Thursday, January 28, 2016

Life as a Summons with David Brooks


            Lately, a book keeps coming to my mind that I think has some strong points on character that I have found helpful. I thought I would share one of the strongest points of the book.
            David Brooks (The Road to Character, 2015) refers to two different classes of virtues we write in the course of our lives. One class is the resume virtues. The resume is the career-oriented, ambitious side of our nature. We want to conquer. We want to build, create, produce, and discover things. We have high status and win victories. This resume focuses upon the external matters. We are creative and savor our accomplishments. We want to venture forth into the world and away from home. Brooks will opine that resume virtues in our culture suggests that our accomplishments can provide a deep sense of satisfaction. However, the desires of the resume virtues are infinite. We will never find genuine happiness and satisfaction focusing upon them. The second class of virtues is funeral virtues. They are the virtues we hope people might highlight at our funeral. We want to obey a calling to serve the world. These are the inner virtues, the moral qualities we want to develop. We want more than to do well. We want to be good. We want to love intimately, to sacrifice self in the service of others, to live in obedience to some transcendent truth, to have a cohesive inner soul that honors creation and our possibilities. We might renounce worldly success and status for the sake of some sacred purpose. A primary question we answer in the funeral virtues is why we are here. We often want to return home, savor our roots, and savor the warmth of a family meal.


The art of living is learning to balance the building resume virtues as they confront the funeral virtues. Confrontation is the proper word, for the resume logic is utilitarian. Effort leads to reward. Practice makes perfect. Pursue self-interest. Maximize your utility. Impress the world. Cultivate your strengths. The funeral virtue is a moral logic. You have to give to receive, surrender to something outside yourself, and conquer your desire to get what you crave. Success can lead to pride. Failure can lead to great success. In order to fulfill yourself, forget yourself. In order to find yourself, you have to lose yourself.  Confront your weaknesses.

The art of living will involve cultivating humility, a “going down” before you can “rise up.” This concern for pride going before the fall is part of the journey. Yet, the journey does not mean they receive healing of their weaknesses. One can find a vocation or calling. One can commit to some long obedience and dedicate oneself to something that gives life its purpose.

In Chapter 2, Brooks refers to the importance of responding to a summons.
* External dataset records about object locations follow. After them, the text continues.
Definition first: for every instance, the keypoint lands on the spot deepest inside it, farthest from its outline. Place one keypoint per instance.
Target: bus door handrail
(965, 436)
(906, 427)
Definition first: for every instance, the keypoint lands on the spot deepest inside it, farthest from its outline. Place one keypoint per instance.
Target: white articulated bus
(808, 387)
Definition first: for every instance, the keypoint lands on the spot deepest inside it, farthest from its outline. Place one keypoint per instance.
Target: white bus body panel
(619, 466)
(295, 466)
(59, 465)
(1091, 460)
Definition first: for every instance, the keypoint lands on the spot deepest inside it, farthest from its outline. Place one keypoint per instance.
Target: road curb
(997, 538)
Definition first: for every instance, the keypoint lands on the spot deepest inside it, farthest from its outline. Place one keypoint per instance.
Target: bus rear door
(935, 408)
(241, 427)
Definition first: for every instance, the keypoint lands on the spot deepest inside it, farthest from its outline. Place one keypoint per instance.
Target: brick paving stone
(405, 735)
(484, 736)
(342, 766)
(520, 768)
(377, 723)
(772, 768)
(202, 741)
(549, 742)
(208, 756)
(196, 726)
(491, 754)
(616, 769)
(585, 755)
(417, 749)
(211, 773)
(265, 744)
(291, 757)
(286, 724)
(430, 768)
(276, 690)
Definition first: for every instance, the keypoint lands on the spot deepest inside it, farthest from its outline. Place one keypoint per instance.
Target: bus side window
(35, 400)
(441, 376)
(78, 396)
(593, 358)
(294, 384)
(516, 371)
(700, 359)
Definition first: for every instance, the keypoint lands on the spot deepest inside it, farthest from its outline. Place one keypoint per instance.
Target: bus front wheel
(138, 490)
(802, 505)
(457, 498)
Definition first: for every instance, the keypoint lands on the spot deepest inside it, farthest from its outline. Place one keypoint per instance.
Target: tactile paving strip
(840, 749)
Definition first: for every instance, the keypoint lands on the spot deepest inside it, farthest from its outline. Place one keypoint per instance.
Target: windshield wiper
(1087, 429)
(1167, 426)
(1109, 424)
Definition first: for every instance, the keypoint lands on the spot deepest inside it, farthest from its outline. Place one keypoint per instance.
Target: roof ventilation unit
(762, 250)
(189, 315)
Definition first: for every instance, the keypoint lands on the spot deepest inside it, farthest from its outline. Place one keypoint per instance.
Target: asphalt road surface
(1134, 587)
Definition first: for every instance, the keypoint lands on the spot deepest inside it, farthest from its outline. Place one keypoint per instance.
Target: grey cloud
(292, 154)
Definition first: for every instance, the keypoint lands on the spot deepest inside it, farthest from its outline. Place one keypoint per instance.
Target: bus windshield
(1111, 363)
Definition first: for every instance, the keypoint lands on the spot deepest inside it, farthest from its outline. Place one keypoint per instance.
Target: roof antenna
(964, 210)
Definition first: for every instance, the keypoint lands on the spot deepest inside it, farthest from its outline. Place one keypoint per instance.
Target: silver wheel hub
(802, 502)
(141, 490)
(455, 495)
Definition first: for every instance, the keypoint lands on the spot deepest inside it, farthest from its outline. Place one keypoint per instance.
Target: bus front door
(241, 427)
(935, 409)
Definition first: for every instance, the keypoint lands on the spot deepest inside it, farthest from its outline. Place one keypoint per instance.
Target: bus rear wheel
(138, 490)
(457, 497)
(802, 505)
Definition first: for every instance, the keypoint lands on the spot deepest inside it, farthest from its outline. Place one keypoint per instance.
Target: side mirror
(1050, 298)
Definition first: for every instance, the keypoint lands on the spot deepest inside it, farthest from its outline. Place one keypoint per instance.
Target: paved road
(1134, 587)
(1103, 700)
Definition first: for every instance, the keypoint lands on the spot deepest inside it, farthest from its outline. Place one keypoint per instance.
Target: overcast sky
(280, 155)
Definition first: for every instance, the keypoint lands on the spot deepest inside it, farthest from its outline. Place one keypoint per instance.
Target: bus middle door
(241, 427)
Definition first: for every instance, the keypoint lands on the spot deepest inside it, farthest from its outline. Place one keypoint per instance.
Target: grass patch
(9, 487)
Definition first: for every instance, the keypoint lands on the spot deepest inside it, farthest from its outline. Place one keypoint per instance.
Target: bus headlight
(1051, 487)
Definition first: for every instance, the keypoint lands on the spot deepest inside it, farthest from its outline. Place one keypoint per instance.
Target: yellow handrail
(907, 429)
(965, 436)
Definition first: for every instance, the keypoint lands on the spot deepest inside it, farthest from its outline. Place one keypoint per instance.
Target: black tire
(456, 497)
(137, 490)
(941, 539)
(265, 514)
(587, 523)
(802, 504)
He refers to the idea of discovering your passion, trusting feelings, and finding purpose. The assumption in such language is that the answer is inside of us. Therefore, the first step in the business plan of your life is to take an inventory of your gifts and passions, set your goals, and adopt a strategy to accomplish the goals. As William Ernest Henley put it in his poem “Invictus,” 

I am the master of my fate
I am captain of my soul.
 
It appeals to our sense of individual autonomy and fascination with self. It answers the question, “What do I want from life?” In contrast, Brooks says, if we focus upon the funeral virtues, the question to which we respond is “What does life want from me? What are my circumstances calling me to do?” We respond to the summons of life. It begins with our embeddedness in a community of people, circumstances, and inter-relations. Frederick Buechner famously put it, “At what points do my talents and deep gladness meet the world’s deep need?” Viktor Frankl, in Man’s Search for Meaning (1946), said that it did not matter what we expected from life, but what life expected from us. We need to stop asking about the meaning of life and instead think of ourselves as those of whom life asks questions. He concluded that life had given him a moral and intellectual assignment. Such a calling or vocation feels like the person has no choice in the matter. In reality, of course, any of us can run away. We will usually do so with dire results. If one pursues it, however, one’s life becomes unrecognizable without the calling.

            Much food for thought (I know that is a cliché, but maybe a good phrase here) at this stage of my life. I need to chew on it for a while. I thought it might be good spiritual food for you as well.